Impact of ligation and corresponding decreased blood supply was also visible on test fetal organs (kidney, heart, lung, liver) that displayed macroscopic abnormalities. These defects, such as malformations or lack of differentiation, can be related to the consequences of IUGR and an adverse uterine environment in adulthood as a risk factor for several diseases such as hypertension, cardiovascular problems, insulin resistance or end stage kidney disease. As a consequence, additional data like weight of organs could provide interesting information in order to further characterize this IUGR model.

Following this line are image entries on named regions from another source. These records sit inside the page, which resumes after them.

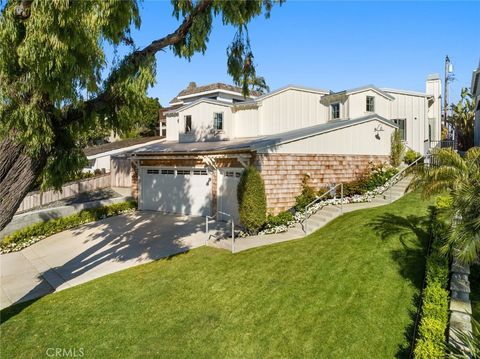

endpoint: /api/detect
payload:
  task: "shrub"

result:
[295,173,317,212]
[390,130,405,167]
[237,166,267,234]
[265,211,293,228]
[0,201,136,252]
[414,213,448,359]
[403,148,422,165]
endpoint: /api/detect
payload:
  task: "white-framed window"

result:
[183,115,192,133]
[393,118,407,141]
[330,102,340,120]
[213,112,223,131]
[367,96,375,112]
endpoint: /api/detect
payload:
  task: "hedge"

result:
[0,201,137,253]
[237,166,267,234]
[414,213,449,359]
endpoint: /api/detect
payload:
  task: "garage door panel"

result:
[141,169,211,216]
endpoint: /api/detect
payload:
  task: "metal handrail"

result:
[205,211,235,253]
[303,183,343,234]
[382,156,425,203]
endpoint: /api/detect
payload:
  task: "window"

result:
[393,118,407,141]
[330,103,340,120]
[213,112,223,130]
[367,96,375,112]
[177,170,190,176]
[185,115,192,133]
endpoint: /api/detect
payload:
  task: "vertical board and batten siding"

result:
[346,90,392,118]
[258,89,328,135]
[110,157,132,187]
[233,108,259,137]
[178,102,234,141]
[17,173,110,213]
[389,92,428,154]
[257,121,395,156]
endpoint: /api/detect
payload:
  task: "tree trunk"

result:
[0,138,47,231]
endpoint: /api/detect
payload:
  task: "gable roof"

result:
[164,98,233,116]
[346,85,395,100]
[170,82,261,103]
[83,136,163,157]
[133,114,397,156]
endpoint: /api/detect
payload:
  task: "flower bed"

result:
[255,174,399,237]
[0,201,136,254]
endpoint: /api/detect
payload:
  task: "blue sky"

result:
[123,1,480,105]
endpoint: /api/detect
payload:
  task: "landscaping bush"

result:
[265,211,293,228]
[237,166,267,234]
[295,173,317,212]
[390,130,405,167]
[0,201,136,253]
[414,212,448,359]
[403,148,422,165]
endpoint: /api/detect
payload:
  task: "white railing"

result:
[303,183,343,234]
[382,156,425,203]
[205,211,235,253]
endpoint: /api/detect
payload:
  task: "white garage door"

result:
[218,168,243,223]
[139,167,212,216]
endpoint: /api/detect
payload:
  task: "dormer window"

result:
[330,102,340,120]
[213,112,223,131]
[367,96,375,112]
[184,115,192,133]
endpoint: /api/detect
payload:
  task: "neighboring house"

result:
[132,75,441,217]
[83,136,163,172]
[470,61,480,146]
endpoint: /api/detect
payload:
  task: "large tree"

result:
[0,0,281,230]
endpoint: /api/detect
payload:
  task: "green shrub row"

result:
[0,201,137,253]
[414,210,448,359]
[403,148,421,165]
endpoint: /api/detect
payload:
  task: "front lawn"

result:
[0,194,428,358]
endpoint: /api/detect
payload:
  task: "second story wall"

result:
[258,89,327,135]
[345,90,391,118]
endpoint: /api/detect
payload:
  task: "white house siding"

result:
[178,102,234,141]
[166,116,179,141]
[390,92,428,154]
[258,89,327,135]
[258,121,394,156]
[345,90,391,118]
[233,108,259,138]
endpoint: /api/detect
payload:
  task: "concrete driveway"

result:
[0,212,205,308]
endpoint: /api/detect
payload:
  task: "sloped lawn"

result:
[0,194,428,358]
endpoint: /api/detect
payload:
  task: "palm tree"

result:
[411,147,480,264]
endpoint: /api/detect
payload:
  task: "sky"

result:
[117,0,480,106]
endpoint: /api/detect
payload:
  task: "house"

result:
[132,75,441,218]
[470,61,480,146]
[83,136,163,173]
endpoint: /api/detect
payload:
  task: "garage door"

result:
[218,168,243,223]
[139,167,212,216]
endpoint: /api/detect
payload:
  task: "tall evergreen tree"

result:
[0,0,281,230]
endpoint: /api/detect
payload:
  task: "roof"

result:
[163,98,233,115]
[133,114,397,156]
[347,85,395,100]
[170,82,261,103]
[83,136,163,156]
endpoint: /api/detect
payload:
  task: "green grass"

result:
[0,194,434,358]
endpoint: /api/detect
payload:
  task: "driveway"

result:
[0,212,205,308]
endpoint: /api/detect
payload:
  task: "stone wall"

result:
[255,153,389,214]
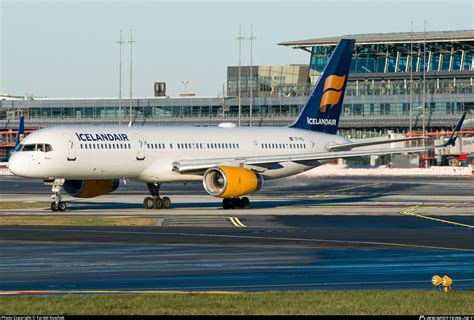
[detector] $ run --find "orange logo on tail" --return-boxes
[319,75,346,112]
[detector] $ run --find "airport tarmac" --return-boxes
[0,177,474,293]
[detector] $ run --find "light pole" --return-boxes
[128,29,135,126]
[235,24,245,127]
[409,21,413,135]
[247,24,257,127]
[117,29,125,124]
[181,80,189,93]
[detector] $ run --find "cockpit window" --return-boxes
[21,144,36,151]
[15,143,53,152]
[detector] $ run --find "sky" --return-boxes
[0,0,474,98]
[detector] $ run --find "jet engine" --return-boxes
[202,166,263,198]
[63,179,119,198]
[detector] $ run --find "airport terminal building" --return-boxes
[0,30,474,159]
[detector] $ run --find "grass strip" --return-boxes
[0,290,474,315]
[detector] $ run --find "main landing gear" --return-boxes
[143,183,171,209]
[44,179,66,212]
[222,197,250,209]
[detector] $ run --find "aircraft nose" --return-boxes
[8,153,29,177]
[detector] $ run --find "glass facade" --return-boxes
[310,41,474,73]
[0,31,474,132]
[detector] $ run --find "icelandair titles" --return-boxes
[306,117,336,126]
[75,132,129,141]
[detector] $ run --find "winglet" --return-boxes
[15,116,25,148]
[436,112,467,148]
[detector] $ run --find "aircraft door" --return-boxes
[64,134,77,161]
[135,135,145,160]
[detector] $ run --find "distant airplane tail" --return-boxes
[15,116,25,147]
[290,39,355,134]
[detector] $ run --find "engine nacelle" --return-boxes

In particular, this could give information on the putative differential growth of organs that can favor organs at the expense of others that occurs in different cases of IUGR . In our study, macroscopic defects were mostly observed on non viable fetuses (Figure 3). We thus also analyzed the impact of ligation on the kidneys of viable fetuses by counting glomeruli from P3 animals using morphometric methods. We indeed observed a difference between the number of glomeruli in test kidneys compared to control organs. Due to the variability of this in vivo experiment, the number of available animals, the technique used and the fact that the analyzed fetuses had a higher weight than the average, this result didn't reach our significance threshold (P = 0.2 vs. P < 0.05), nevertheless it showed a clear tendency towards a decreased number of glomeruli in test kidneys (10%, Figure 3F) and thus a probable defect of kidney differentiation. As nephrogenesis ends at D7 in mice, this difference could be more important at the end of this process.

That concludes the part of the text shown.